Papers I Read Notes and Summaries

HoME - a Household Multimodal Environment


  • Environment for learning using modalities like vision, audio, semantics, physics and interaction with objects and other agents.

  • Link to the paper


  • Humans learn by interacting with their surroundings (environment).

  • Similarly training an agent in an interactive multi-model environment (virtual embodiment) could be useful for a learning agent.


  • Open-source and Open-AI gym compatible

  • Built on top of 45000 3D house layouts from SUNCG dataset.

  • Provides both 3D visual and audio recording.

  • Semantic image segmentation and langauge description of objects.


  • Rendering Engine

    • Implemented using Panda 3D game engine.

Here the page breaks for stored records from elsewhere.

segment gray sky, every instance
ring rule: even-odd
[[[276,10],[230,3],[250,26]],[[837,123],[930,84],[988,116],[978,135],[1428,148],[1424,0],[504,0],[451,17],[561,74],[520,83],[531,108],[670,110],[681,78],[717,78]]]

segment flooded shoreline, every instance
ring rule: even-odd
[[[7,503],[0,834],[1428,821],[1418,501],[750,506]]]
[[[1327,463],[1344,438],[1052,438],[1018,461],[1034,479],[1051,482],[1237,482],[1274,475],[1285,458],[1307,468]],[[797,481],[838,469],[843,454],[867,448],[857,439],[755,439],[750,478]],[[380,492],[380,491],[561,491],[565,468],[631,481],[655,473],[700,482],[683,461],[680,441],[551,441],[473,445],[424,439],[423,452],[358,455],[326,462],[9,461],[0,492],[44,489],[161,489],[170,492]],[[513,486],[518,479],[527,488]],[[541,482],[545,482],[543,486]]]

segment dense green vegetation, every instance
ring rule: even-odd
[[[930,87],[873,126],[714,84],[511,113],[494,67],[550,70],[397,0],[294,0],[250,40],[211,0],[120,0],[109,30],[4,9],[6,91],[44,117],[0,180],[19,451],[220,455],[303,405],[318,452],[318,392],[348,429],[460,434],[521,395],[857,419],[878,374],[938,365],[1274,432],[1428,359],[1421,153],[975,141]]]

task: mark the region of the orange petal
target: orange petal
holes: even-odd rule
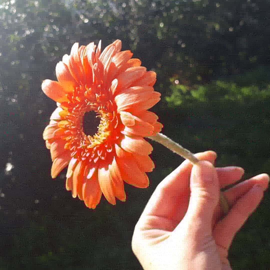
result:
[[[142,138],[131,138],[125,135],[120,144],[124,150],[131,153],[146,155],[149,155],[153,151],[152,146]]]
[[[155,113],[148,111],[141,112],[136,115],[142,120],[151,124],[156,122],[158,119],[158,117]]]
[[[99,44],[97,45],[97,48],[96,50],[96,59],[99,58],[100,56],[100,54],[101,53],[101,40],[100,40],[99,42]]]
[[[78,83],[83,84],[85,82],[85,74],[77,42],[74,43],[71,48],[69,62],[67,65],[72,77]]]
[[[109,91],[113,95],[114,95],[114,93],[116,91],[118,84],[118,81],[117,79],[114,79],[112,82],[110,86],[109,89]]]
[[[98,172],[99,183],[101,191],[107,200],[114,205],[116,202],[113,190],[110,170],[108,169],[100,168]]]
[[[104,78],[107,78],[107,73],[110,68],[113,57],[115,54],[116,47],[112,44],[107,46],[103,50],[99,60],[103,65],[104,73]]]
[[[46,140],[45,141],[45,145],[46,146],[46,148],[47,149],[50,149],[50,146],[51,143],[50,142],[49,142],[48,141]]]
[[[139,168],[132,155],[124,158],[116,158],[122,179],[126,183],[136,187],[144,188],[149,185],[146,174]]]
[[[153,124],[153,126],[154,127],[154,134],[160,132],[163,127],[163,125],[159,122],[156,122]]]
[[[128,136],[142,137],[149,137],[153,135],[154,128],[152,125],[136,116],[133,116],[135,121],[134,124],[132,126],[125,127],[124,130],[121,131],[122,133]]]
[[[115,46],[115,52],[119,52],[122,48],[122,42],[120,39],[116,39],[113,42],[112,44]]]
[[[53,161],[51,171],[52,178],[55,178],[59,173],[68,164],[70,160],[69,153],[63,155]]]
[[[126,70],[123,68],[124,68],[127,62],[132,57],[133,54],[130,51],[123,51],[116,53],[113,58],[112,61],[115,64],[118,73]]]
[[[76,198],[77,197],[77,188],[80,178],[80,170],[82,163],[82,161],[80,161],[77,164],[72,176],[72,189],[71,190],[72,191],[72,197],[73,198]]]
[[[83,184],[83,197],[85,205],[89,208],[94,209],[100,201],[102,192],[95,173],[90,180]]]
[[[124,182],[117,163],[114,158],[109,169],[112,178],[113,191],[114,196],[122,201],[126,201],[126,196],[124,189]]]
[[[68,191],[72,190],[72,176],[71,176],[66,180],[66,189]]]
[[[65,95],[66,93],[58,82],[45,80],[42,83],[41,88],[45,95],[55,101],[62,102],[68,100]]]
[[[157,80],[157,74],[154,71],[147,71],[139,80],[134,82],[131,86],[153,86]]]
[[[93,82],[93,74],[92,67],[88,58],[88,54],[90,55],[93,54],[94,45],[93,42],[89,43],[85,48],[82,56],[82,63],[85,73],[86,84],[90,84]]]
[[[67,92],[72,92],[76,84],[76,81],[72,77],[68,66],[62,61],[58,63],[55,71],[58,81]]]
[[[146,72],[144,67],[134,67],[128,69],[122,72],[117,77],[119,87],[127,88],[135,81],[139,80]]]
[[[152,107],[160,100],[160,94],[151,89],[148,86],[131,87],[119,93],[114,98],[117,112],[124,111],[134,115]]]
[[[66,141],[63,140],[59,140],[53,142],[51,145],[50,153],[52,160],[53,161],[57,157],[60,157],[60,156],[64,153],[68,152],[69,150],[65,149],[65,144],[66,143]]]
[[[64,110],[60,107],[57,107],[52,114],[52,115],[50,117],[50,120],[54,120],[56,121],[61,120],[61,117],[59,114],[59,113],[63,111],[64,111]],[[57,122],[56,122],[57,123]]]
[[[141,62],[140,59],[137,58],[132,58],[130,59],[126,64],[126,69],[132,67],[139,67],[141,64]]]
[[[89,169],[85,162],[83,162],[81,168],[80,178],[78,182],[77,192],[78,197],[80,200],[83,200],[83,185],[86,181],[86,177],[89,171]]]
[[[155,168],[155,164],[149,156],[142,156],[134,154],[133,157],[138,167],[144,172],[152,171]]]
[[[45,140],[53,139],[55,137],[53,133],[58,128],[58,124],[53,124],[48,125],[45,128],[43,131],[43,139]]]
[[[127,112],[120,112],[119,113],[121,121],[126,126],[132,126],[135,124],[134,117],[130,113]]]
[[[78,160],[77,158],[75,158],[74,157],[72,158],[70,161],[69,161],[68,167],[68,171],[67,171],[66,176],[67,178],[71,177],[73,174],[74,168],[77,164],[77,162]]]

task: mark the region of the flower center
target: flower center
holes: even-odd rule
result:
[[[93,136],[98,130],[98,126],[100,123],[100,118],[97,117],[93,111],[85,113],[83,116],[83,128],[86,135]]]

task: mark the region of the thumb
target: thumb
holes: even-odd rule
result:
[[[190,198],[185,217],[191,224],[195,225],[195,222],[200,227],[203,225],[212,230],[220,189],[215,168],[211,163],[201,161],[193,166],[190,177]]]

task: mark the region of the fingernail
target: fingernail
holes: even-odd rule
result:
[[[258,184],[255,184],[252,187],[252,189],[253,191],[257,191],[259,190],[260,191],[264,191],[265,190],[264,188]]]
[[[205,183],[212,183],[214,180],[212,168],[213,165],[209,161],[203,161],[198,162],[193,166],[192,170],[192,181],[200,183],[202,180]]]

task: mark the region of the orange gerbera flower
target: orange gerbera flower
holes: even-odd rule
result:
[[[102,53],[100,42],[97,48],[93,43],[75,43],[70,55],[56,65],[58,81],[45,80],[42,86],[57,103],[43,133],[53,161],[52,177],[68,165],[67,189],[90,208],[102,193],[113,204],[116,197],[124,201],[124,182],[148,186],[145,172],[154,167],[148,156],[153,148],[143,137],[162,127],[147,110],[160,99],[153,87],[156,73],[131,59],[130,51],[121,52],[121,46],[116,40]],[[91,112],[96,114],[92,119],[100,120],[94,134],[86,131]]]

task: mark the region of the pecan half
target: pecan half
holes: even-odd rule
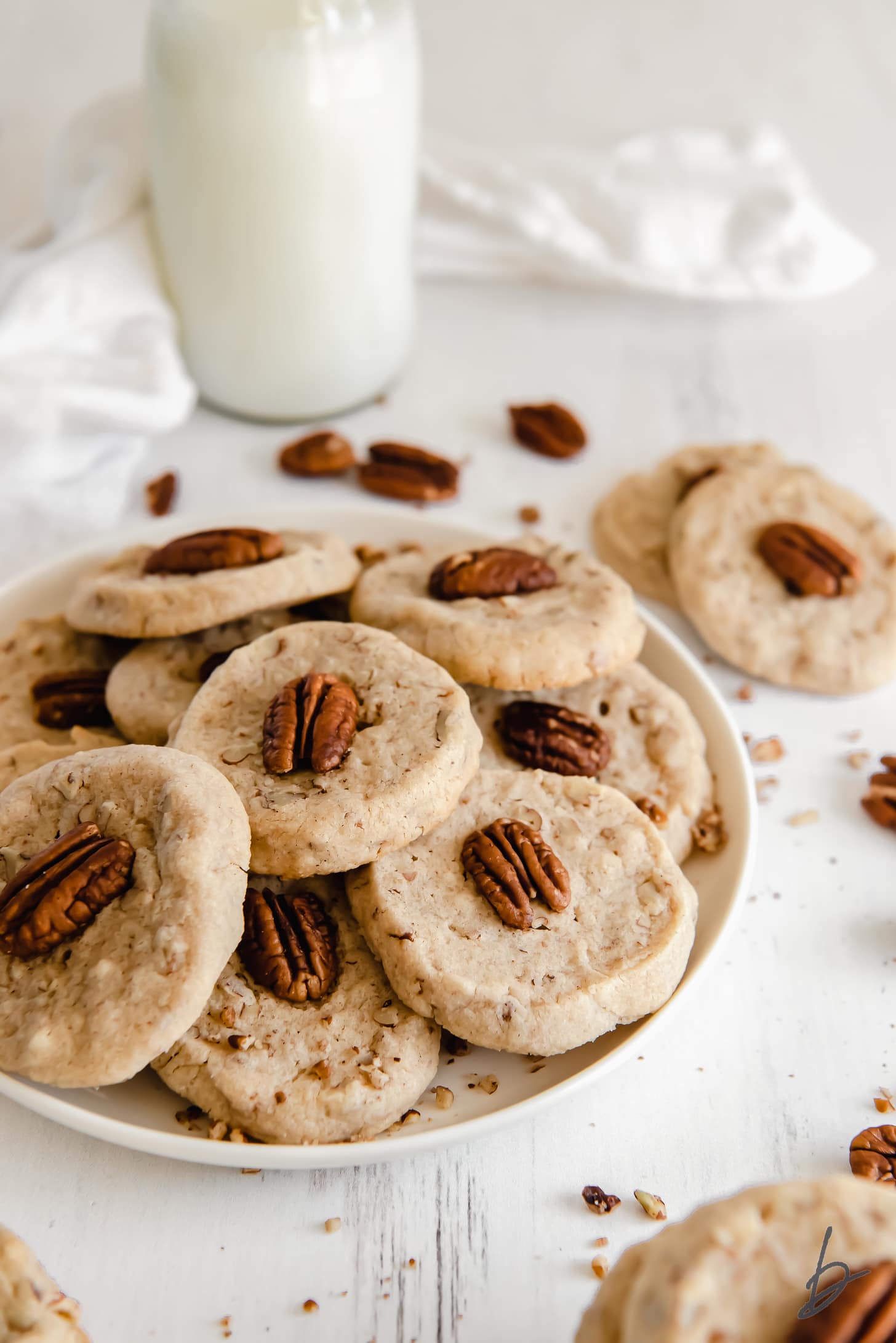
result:
[[[557,571],[538,555],[491,545],[449,555],[429,575],[429,595],[440,602],[464,596],[516,596],[557,586]]]
[[[266,564],[283,555],[283,537],[254,526],[221,526],[212,532],[176,536],[168,545],[152,551],[144,573],[208,573]]]
[[[354,453],[347,438],[325,428],[287,443],[278,462],[287,475],[345,475],[354,466]]]
[[[828,1305],[818,1299],[818,1312],[798,1320],[787,1343],[891,1343],[896,1338],[896,1264],[884,1261],[854,1272],[861,1276]]]
[[[93,823],[30,858],[0,892],[0,948],[27,960],[82,932],[130,886],[134,850]]]
[[[579,420],[565,406],[508,406],[514,438],[542,457],[575,457],[587,443]]]
[[[896,755],[881,756],[883,771],[872,774],[861,804],[879,826],[896,830]]]
[[[805,522],[773,522],[762,532],[758,549],[791,596],[842,596],[864,572],[857,555]]]
[[[31,686],[35,721],[44,728],[105,728],[109,672],[48,672]]]
[[[457,493],[460,470],[445,457],[408,443],[372,443],[358,479],[372,494],[410,504],[437,504]]]
[[[492,821],[473,830],[460,850],[464,870],[508,928],[531,928],[531,901],[555,912],[570,901],[569,873],[538,830],[522,821]]]
[[[530,770],[597,778],[610,759],[610,739],[583,713],[541,700],[512,700],[495,723],[504,751]]]
[[[245,892],[237,948],[254,979],[291,1003],[319,1002],[339,978],[338,935],[310,890]]]
[[[862,1128],[849,1144],[849,1168],[862,1179],[896,1180],[896,1125]]]
[[[264,768],[268,774],[290,774],[303,764],[315,774],[335,770],[357,725],[358,698],[345,681],[318,672],[287,681],[264,714]]]

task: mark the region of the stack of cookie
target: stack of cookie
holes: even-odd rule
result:
[[[720,834],[628,584],[531,539],[359,571],[177,537],[0,650],[0,1066],[152,1064],[221,1125],[338,1142],[416,1101],[440,1026],[551,1054],[675,990],[679,862]]]
[[[822,694],[896,676],[896,532],[765,443],[688,447],[598,504],[598,555],[751,676]]]

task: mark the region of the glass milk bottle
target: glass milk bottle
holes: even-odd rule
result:
[[[154,0],[160,259],[203,396],[310,419],[381,392],[413,322],[410,0]]]

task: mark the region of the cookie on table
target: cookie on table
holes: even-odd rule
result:
[[[173,744],[236,788],[252,866],[346,872],[439,825],[482,736],[443,667],[382,630],[309,620],[231,653]]]
[[[80,1309],[50,1277],[24,1241],[0,1226],[0,1339],[89,1343]]]
[[[770,443],[683,447],[649,470],[624,477],[594,510],[594,549],[642,596],[677,606],[669,576],[669,522],[687,493],[710,471],[779,461]]]
[[[78,630],[169,638],[342,592],[359,568],[329,532],[219,528],[123,551],[78,582],[66,616]]]
[[[829,1228],[825,1262],[873,1273],[801,1322]],[[840,1277],[826,1273],[820,1289]],[[585,1312],[575,1343],[852,1343],[872,1336],[883,1343],[892,1338],[892,1316],[887,1330],[871,1326],[883,1301],[892,1311],[895,1295],[892,1189],[852,1175],[766,1185],[699,1207],[626,1250]],[[868,1332],[860,1334],[862,1322]]]
[[[644,642],[618,575],[537,537],[389,557],[362,573],[351,616],[397,634],[457,681],[504,690],[577,685],[632,662]]]
[[[676,862],[712,806],[706,739],[680,694],[640,662],[558,690],[467,686],[480,768],[585,775],[618,788],[657,826]],[[559,712],[554,712],[559,710]]]
[[[0,794],[0,1068],[133,1077],[188,1029],[243,931],[245,813],[203,760],[114,747]]]
[[[197,1022],[153,1064],[212,1119],[271,1143],[373,1138],[439,1066],[439,1027],[389,987],[342,877],[249,877],[245,933]]]
[[[408,1007],[522,1054],[563,1053],[660,1007],[697,913],[633,802],[541,771],[484,770],[437,830],[349,873],[346,889]]]
[[[896,676],[896,532],[818,471],[703,481],[675,513],[669,556],[683,611],[750,676],[821,694]]]
[[[79,634],[62,615],[23,620],[0,643],[0,748],[62,745],[74,727],[111,727],[106,677],[126,650],[118,639]]]
[[[106,682],[106,704],[115,725],[129,741],[165,745],[170,724],[233,649],[296,619],[288,607],[276,607],[197,634],[138,643]]]

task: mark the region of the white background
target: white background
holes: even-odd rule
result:
[[[539,502],[547,530],[582,541],[621,469],[685,441],[770,438],[896,514],[891,0],[421,0],[420,12],[433,126],[514,144],[771,121],[881,266],[786,310],[431,287],[404,383],[346,422],[351,436],[469,455],[457,521],[506,526]],[[35,208],[54,128],[134,78],[144,13],[142,0],[3,0],[0,232]],[[507,443],[503,404],[541,396],[587,420],[578,462]],[[153,449],[146,475],[177,466],[190,510],[282,504],[287,490],[306,502],[307,486],[272,469],[280,438],[200,414]],[[743,678],[712,670],[734,697]],[[746,731],[787,748],[758,771],[781,786],[762,808],[752,897],[672,1027],[600,1086],[443,1155],[255,1176],[107,1148],[1,1101],[0,1221],[80,1297],[94,1343],[201,1343],[224,1315],[237,1343],[570,1339],[594,1288],[593,1238],[609,1236],[614,1258],[653,1230],[630,1198],[590,1217],[582,1185],[642,1186],[679,1217],[748,1182],[842,1170],[876,1120],[893,1072],[896,839],[864,818],[864,775],[845,756],[853,729],[875,755],[896,748],[895,698],[759,686],[734,705]],[[789,827],[806,808],[820,823]],[[317,1315],[302,1313],[309,1296]]]

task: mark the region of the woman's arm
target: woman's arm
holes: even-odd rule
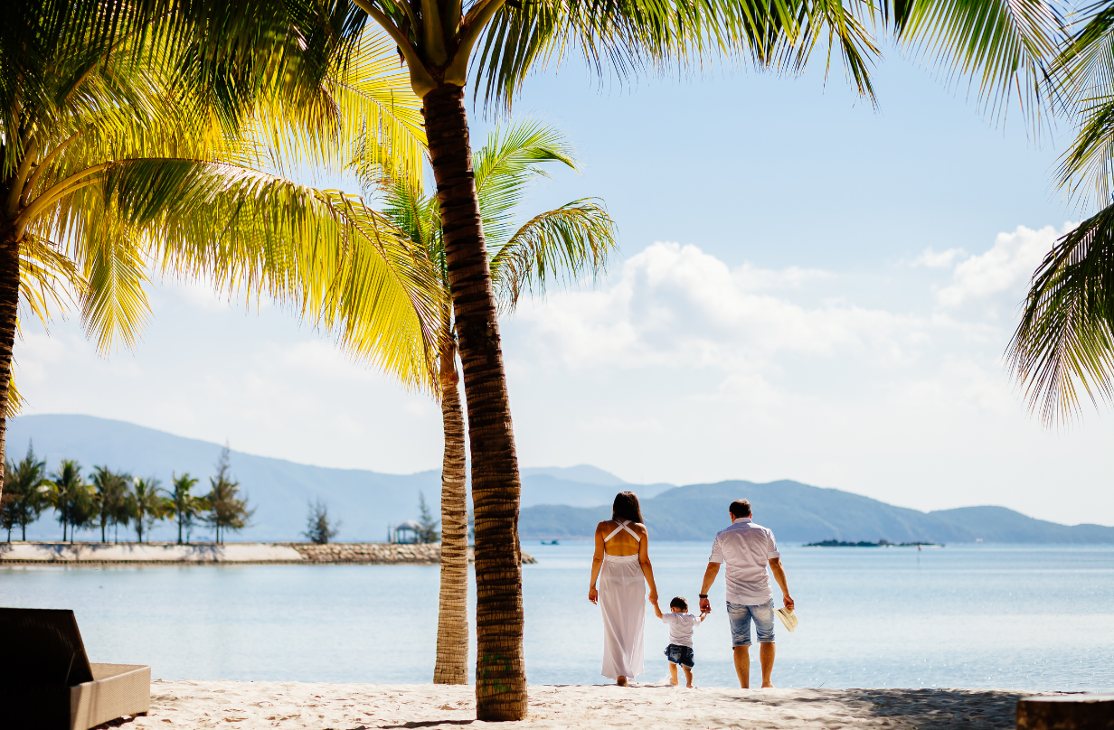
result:
[[[596,579],[599,578],[599,569],[604,564],[604,523],[596,525],[596,553],[592,556],[592,582],[588,584],[588,600],[593,603],[599,598],[596,591]]]
[[[642,563],[642,574],[649,584],[649,602],[657,603],[657,584],[654,582],[654,566],[649,564],[649,531],[643,526],[642,541],[638,543],[638,562]]]

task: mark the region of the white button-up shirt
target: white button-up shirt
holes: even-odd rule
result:
[[[727,564],[727,602],[761,605],[773,599],[766,565],[781,558],[773,533],[750,517],[735,517],[730,527],[715,535],[710,563]]]

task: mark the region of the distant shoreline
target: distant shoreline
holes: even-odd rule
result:
[[[468,548],[472,562],[472,548]],[[0,565],[437,565],[441,544],[407,543],[0,543]],[[535,563],[522,553],[524,563]]]

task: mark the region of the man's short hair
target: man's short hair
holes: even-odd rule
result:
[[[735,500],[731,503],[731,514],[735,517],[751,516],[751,503],[746,500]]]

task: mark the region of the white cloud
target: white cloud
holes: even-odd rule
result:
[[[1016,305],[1018,294],[1024,293],[1025,284],[1045,254],[1072,227],[1073,224],[1065,224],[1061,230],[1052,226],[1033,230],[1018,226],[1012,234],[998,234],[990,250],[956,266],[951,284],[937,292],[937,300],[945,307],[958,307],[1008,293],[1014,295],[1012,304]]]
[[[913,259],[913,266],[927,266],[929,268],[946,268],[951,266],[951,264],[964,255],[962,248],[949,248],[947,250],[937,253],[931,247],[925,249],[925,251]]]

    • Renders RGB+depth scenes based on textures, multi-source lightings and shadows.

  • Acoustic Engine

    • Implemented using EVERT

    • Supports multiple microphones, sound sources, sound absorption based on material, atmospheric conditions etc.

  • Semantics Engine

    • Provides a short textual description for each object, along with information like color, category, material size, location etc.
  • Physics Engine

    • Implemented using Bullet3 Engine

    • Supports physical interaction, external forces like gravity and position and velocity information for multiple agents.

Potential Applications

  • Visual Question Answering

  • Conversational Agents

  • Training an agent to follow instructions

  • Multi-agent communication